In config, there are two text file represented train_set and test_set. In text file, One line represents one sample. They format as follows:

path_to_image/example.txt label

The tpye of label is int, for example, if it's a Binary classification problem, then label is 0 or 1.

Usage

usage: main.py [-h] [-c CONFIG] [--resume PATH] [-e] [--save SAVE]

PyTorch ImageNet Training

optional arguments:
  -h, --help            show this help message and exit
  -c CONFIG, --config CONFIG
                        path to config file.
  --resume PATH         path to latest checkpoint (default: none)
  -e, --evaluate        evaluate model on validation set
  --save SAVE           save_dir

tips: you may need to use CUDA_VISIBLE_DEVICES. Because the default device is cuda:0
sample example:

CUDA_VISIBLE_DEVICE=2,3 python main.py -c config.yaml --save save_test

Tensorboard

If you want to use Tensorboard:

tesorboard --logdir=. --port=8090 --blind_all

Add Models

If you want to add your Net, such as Resnet. You need to do followings:

  1. Add your_net.py in ./net
  2. In your_net.py, us __all__ to set interface. if you don't konw about this, just do this link do: https://github.com/pytorch/vision/blob/master/torchvision/models/resnet.py
  3. modify ./net/__init__.py, add from xxx import xxx
  4. modify confi: arch to the net name

Result

If your --save is save_test, there will be a file called report.txt be created.

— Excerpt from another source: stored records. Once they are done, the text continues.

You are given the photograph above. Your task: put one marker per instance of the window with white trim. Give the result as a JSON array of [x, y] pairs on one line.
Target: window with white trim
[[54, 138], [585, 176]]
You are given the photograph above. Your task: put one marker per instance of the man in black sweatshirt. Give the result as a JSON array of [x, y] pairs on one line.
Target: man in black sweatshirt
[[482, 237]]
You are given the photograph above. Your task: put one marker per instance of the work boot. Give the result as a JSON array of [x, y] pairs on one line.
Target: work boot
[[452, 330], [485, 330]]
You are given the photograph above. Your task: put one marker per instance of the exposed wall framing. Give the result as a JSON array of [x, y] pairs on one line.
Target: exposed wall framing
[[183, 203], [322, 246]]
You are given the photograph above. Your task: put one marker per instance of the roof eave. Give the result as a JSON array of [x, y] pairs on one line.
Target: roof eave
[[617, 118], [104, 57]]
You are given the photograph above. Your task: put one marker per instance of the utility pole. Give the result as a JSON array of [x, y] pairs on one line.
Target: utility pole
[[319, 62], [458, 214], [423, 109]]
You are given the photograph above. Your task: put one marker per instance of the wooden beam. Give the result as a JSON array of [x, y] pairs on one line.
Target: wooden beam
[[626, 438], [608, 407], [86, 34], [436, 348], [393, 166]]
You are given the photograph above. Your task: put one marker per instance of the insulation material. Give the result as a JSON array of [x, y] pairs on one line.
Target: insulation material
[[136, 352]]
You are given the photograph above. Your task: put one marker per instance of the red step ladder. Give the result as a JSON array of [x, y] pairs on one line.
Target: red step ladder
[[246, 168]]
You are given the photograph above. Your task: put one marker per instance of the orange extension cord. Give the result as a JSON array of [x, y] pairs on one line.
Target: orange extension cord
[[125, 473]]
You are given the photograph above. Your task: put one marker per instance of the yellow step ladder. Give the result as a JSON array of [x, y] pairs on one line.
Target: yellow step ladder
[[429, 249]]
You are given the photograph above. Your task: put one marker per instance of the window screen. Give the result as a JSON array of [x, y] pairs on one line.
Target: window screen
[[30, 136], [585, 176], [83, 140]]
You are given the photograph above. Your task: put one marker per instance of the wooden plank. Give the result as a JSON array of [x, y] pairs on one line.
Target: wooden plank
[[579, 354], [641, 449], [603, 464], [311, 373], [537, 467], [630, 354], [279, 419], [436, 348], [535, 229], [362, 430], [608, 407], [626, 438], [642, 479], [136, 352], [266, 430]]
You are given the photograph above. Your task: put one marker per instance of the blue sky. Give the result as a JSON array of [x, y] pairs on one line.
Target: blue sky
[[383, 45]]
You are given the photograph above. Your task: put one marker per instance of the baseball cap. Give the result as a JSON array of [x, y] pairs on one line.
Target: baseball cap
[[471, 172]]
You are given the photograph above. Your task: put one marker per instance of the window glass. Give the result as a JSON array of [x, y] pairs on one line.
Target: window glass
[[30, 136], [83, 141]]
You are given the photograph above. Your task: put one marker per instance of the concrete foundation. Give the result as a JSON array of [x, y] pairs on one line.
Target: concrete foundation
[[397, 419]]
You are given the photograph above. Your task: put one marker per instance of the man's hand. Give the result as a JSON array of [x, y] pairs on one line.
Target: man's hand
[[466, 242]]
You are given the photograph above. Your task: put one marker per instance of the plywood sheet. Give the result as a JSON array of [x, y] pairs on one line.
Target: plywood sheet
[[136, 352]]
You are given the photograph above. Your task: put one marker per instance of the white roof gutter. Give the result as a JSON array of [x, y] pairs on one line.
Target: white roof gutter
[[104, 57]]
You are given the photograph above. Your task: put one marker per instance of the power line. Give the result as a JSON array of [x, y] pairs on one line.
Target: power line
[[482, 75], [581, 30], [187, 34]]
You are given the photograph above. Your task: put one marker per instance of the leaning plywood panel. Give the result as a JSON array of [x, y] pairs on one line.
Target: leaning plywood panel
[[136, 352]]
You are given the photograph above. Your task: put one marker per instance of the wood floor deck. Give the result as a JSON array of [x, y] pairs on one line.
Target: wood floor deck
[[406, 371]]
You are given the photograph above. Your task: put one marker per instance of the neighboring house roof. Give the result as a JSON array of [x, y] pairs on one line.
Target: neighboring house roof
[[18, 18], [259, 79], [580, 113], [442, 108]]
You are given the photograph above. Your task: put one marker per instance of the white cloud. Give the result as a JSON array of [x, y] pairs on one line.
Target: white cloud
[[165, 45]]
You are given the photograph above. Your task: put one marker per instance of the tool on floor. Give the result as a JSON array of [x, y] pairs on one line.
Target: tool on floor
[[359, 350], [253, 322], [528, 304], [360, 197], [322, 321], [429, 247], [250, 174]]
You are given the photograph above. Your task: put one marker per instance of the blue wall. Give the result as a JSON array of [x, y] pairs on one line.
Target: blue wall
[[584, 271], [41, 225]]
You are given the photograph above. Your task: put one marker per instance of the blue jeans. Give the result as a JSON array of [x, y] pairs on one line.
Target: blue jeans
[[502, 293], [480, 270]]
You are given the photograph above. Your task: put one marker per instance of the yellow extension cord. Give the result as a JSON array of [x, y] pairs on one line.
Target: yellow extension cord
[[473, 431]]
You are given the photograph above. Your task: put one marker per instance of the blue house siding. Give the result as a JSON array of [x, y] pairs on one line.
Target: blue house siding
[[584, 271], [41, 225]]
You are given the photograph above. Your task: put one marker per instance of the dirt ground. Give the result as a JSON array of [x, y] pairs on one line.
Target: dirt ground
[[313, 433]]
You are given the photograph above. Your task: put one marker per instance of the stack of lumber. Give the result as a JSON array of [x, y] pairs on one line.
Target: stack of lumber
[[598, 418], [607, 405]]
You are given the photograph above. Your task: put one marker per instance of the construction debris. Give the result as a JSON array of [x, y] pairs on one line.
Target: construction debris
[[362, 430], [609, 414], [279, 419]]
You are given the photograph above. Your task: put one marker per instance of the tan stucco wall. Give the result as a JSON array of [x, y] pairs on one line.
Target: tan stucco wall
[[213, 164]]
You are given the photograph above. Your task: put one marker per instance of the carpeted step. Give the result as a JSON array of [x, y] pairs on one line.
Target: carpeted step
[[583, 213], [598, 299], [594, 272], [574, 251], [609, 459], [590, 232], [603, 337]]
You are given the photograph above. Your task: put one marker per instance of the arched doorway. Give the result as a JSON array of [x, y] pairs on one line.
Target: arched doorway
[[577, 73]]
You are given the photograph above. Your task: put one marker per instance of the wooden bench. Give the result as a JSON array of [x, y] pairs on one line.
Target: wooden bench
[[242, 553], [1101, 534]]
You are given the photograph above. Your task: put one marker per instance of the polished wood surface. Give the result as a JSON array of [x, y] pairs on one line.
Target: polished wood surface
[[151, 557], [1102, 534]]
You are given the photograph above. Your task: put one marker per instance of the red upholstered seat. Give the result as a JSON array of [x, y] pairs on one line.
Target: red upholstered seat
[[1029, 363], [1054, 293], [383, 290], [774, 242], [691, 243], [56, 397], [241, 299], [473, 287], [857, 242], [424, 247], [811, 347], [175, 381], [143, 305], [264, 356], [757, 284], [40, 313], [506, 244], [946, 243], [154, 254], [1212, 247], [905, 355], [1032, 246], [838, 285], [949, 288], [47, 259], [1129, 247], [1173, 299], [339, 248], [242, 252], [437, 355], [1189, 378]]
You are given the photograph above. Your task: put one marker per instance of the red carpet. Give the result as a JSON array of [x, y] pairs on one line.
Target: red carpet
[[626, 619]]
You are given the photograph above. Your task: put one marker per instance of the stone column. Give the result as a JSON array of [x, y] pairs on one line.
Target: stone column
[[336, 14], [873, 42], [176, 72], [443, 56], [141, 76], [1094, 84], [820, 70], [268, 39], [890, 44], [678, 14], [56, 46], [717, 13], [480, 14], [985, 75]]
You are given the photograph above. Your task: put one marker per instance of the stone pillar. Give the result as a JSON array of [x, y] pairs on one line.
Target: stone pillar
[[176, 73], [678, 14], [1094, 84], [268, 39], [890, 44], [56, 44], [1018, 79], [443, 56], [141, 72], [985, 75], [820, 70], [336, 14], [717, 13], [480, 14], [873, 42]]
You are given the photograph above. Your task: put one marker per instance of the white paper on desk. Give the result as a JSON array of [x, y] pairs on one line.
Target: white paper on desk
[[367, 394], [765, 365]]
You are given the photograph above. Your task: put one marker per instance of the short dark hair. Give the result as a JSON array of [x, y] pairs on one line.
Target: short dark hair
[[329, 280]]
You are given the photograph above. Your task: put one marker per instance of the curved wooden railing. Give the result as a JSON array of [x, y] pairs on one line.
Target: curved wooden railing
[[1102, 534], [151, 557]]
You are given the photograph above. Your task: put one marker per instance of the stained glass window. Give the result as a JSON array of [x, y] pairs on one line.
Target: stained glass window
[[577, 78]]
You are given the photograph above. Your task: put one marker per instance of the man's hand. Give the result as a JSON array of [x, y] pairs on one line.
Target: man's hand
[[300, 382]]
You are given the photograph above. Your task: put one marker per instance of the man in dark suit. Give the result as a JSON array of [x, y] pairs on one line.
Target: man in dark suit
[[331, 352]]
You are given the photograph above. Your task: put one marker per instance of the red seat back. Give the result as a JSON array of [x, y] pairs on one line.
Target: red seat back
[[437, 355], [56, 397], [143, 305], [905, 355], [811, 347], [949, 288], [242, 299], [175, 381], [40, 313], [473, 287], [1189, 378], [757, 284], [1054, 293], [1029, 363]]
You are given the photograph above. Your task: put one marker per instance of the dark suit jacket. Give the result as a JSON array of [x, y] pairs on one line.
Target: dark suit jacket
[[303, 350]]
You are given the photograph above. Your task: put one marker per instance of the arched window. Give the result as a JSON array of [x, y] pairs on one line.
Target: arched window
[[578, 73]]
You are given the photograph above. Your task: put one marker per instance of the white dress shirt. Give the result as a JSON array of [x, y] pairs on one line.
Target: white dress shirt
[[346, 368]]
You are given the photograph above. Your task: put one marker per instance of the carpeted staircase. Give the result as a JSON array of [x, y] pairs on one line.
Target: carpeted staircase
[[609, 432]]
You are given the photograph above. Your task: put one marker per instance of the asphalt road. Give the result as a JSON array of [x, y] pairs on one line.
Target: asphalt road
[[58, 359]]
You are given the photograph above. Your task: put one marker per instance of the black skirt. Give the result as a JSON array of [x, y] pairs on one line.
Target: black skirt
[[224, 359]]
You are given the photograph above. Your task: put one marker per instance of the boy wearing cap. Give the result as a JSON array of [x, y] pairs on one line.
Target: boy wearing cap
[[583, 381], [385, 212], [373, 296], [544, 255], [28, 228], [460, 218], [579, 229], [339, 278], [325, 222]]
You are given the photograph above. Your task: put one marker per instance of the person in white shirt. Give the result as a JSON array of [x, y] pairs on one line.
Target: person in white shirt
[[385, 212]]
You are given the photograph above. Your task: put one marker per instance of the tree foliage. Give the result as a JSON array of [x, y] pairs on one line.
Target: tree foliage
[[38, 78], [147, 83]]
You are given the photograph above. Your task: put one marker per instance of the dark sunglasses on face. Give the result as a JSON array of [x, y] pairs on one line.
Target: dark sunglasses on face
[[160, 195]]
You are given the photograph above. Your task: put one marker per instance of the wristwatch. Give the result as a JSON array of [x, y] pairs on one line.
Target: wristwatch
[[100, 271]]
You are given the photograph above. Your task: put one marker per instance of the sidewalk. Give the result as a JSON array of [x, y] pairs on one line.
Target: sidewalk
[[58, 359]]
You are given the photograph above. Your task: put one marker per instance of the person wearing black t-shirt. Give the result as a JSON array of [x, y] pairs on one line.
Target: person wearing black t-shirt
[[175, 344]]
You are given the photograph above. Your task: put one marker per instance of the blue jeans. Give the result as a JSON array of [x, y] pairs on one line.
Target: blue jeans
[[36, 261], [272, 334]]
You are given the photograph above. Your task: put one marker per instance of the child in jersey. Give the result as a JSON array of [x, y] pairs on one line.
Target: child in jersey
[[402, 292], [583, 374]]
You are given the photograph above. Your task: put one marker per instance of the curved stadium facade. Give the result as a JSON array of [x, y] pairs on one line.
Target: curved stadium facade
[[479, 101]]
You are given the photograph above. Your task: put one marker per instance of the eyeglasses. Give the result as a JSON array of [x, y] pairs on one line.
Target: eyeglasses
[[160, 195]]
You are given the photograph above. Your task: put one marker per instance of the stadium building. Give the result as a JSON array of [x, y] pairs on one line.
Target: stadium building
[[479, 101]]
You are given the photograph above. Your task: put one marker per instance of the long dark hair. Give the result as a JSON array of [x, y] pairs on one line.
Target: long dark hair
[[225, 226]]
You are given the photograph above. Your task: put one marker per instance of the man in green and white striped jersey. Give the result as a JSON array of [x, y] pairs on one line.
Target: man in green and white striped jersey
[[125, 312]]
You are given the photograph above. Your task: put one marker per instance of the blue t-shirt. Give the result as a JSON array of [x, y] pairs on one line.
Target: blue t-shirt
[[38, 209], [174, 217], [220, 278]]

iter train_loss train_acc test_loss test_acc lr
1000 0.5406224970574622 87.31268310546875 0.4301627216339111 86.00000762939453 0.1
2000 0.48305593270888514 87.4562759399414 0.41288787841796876 86.00000762939453 0.1

This informaion will help you to choose checkpoints.

Finally

I will very appreciate if this repository helps your training. GL&HF.